Als der Höhepunkt mich zerriss, brannte eine erschreckende Wahrheit heller als das Vergnügen – ich wollte nie, dass es aufhört.
Ich wachte in einem leeren Bett auf, begleitet vom Geräusch laufenden Wassers.
Sonnenlicht strömte durch fremde Hotelvorhänge, als die Erinnerungen an die letzte Nacht in greller Deutlichkeit zurückfluteten – seine Hände auf meiner Haut, meine Nägel, die seinen Rücken hinabkratzten, die Art, wie ich um mehr gebettelt hatte. Mein Puls schoss in die Höhe, hämmerte laut genug, um den gleichmäßigen Takt der Dusche zu übertönen.
Oh Gott. Mit zitternden Fingern fuhr ich mir durch das verfilzte Haar. Was habe ich getan?
Seit wann marschierte die zurückhaltende, vorsichtige Isabella in das Penthouse eines Fremden und ließ zu, dass er sie – auf die bestmögliche Weise – zugrunde richtete? Seit wann hatte ich darum gebeten?
Ein schrilles Klingeln zerschnitt meine Selbstanklage. Die Anzeige ließ mir den Atem gefrieren – St. Mary’s Orphanage. Meine Finger tappsten unbeholfen, als ich den Anruf annahm.
„Ms. Joanna?“ Selbst in meinen eigenen Ohren klang meine Stimme rau. Benutzt.

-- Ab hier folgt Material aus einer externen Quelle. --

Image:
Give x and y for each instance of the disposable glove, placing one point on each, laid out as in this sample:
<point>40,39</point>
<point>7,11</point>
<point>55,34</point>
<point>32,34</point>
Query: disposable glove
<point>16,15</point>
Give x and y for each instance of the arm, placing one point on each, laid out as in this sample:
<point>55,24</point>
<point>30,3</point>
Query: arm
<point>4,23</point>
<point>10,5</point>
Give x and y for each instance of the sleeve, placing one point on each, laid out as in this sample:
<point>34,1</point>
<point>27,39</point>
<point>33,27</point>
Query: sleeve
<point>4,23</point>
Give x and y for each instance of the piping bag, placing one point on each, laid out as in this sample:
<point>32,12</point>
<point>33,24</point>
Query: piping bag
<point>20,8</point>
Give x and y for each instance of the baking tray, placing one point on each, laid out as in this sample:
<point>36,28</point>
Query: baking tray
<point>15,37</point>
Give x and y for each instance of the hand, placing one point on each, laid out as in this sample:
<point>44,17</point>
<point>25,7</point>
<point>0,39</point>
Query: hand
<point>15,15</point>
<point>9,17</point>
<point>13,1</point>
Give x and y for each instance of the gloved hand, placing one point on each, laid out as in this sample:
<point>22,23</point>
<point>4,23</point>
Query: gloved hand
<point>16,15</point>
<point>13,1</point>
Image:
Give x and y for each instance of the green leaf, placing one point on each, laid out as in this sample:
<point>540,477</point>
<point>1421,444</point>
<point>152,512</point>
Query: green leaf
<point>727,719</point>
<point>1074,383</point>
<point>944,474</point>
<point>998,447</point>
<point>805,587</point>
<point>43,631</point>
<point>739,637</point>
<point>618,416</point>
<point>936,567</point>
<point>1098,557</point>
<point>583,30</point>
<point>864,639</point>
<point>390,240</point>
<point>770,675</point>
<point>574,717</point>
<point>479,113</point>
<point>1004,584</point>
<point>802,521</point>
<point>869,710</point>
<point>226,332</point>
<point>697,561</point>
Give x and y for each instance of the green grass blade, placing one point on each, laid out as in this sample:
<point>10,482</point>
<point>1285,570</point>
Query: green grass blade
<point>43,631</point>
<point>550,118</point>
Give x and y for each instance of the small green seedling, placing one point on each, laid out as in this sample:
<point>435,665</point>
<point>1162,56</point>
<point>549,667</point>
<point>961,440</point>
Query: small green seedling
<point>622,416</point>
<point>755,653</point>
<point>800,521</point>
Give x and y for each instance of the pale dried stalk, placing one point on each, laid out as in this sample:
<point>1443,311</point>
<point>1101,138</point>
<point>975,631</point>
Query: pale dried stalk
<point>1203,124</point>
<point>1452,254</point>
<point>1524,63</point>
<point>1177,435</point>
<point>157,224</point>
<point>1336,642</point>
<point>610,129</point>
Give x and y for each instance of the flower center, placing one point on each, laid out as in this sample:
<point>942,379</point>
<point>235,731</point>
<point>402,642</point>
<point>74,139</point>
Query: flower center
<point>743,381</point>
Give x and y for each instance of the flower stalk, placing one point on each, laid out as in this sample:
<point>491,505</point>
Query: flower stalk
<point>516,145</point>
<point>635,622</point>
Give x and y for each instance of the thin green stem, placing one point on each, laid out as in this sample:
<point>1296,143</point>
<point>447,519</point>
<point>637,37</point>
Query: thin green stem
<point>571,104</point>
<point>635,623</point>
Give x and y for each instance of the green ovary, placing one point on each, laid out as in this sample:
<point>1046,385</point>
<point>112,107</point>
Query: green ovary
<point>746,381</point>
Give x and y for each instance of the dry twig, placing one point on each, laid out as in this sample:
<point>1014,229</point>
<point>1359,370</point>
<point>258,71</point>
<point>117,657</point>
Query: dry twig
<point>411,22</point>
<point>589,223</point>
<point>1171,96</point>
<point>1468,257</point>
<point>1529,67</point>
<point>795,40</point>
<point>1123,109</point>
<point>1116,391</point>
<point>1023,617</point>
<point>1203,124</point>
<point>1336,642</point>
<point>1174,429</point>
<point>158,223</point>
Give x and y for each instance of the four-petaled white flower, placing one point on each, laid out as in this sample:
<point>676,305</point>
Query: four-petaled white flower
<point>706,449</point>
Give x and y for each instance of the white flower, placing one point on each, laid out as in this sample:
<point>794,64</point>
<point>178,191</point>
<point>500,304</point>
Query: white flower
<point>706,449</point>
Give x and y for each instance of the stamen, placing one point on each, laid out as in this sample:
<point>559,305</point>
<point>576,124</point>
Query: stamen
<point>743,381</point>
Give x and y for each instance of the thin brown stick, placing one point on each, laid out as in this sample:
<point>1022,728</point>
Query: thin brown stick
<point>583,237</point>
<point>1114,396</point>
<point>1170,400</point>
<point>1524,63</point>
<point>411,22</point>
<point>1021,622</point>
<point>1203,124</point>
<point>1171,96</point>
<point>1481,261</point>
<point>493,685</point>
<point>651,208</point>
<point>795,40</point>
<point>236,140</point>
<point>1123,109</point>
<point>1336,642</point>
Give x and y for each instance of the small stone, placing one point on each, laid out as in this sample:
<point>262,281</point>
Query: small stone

„Isabella—“ Die sonst so ruhige Stimme der Direktorin war in etwas Dünnes, Verzweifeltes zerbrochen. „Wir brauchen Sie.“
Eis flutete meine Adern. „Was ist passiert?“
„Es ist Alan.“ Eine gewürgte Pause. „Die Testergebnisse sind da … Es ist Magenkrebs im dritten Stadium.“
Die Welt kippte. Alan – der süße Junge, der in meinen dunkelsten Tagen seine Buntstifte mit mir geteilt hatte, der mich „Belly“ nannte, weil sein Lispeln „Isabella“ zu schwer machte.
Meine Kehle schnürte sich um ein Schluchzen, das ich mir nicht leisten konnte, freizulassen. Ich durfte ihn nicht verlieren.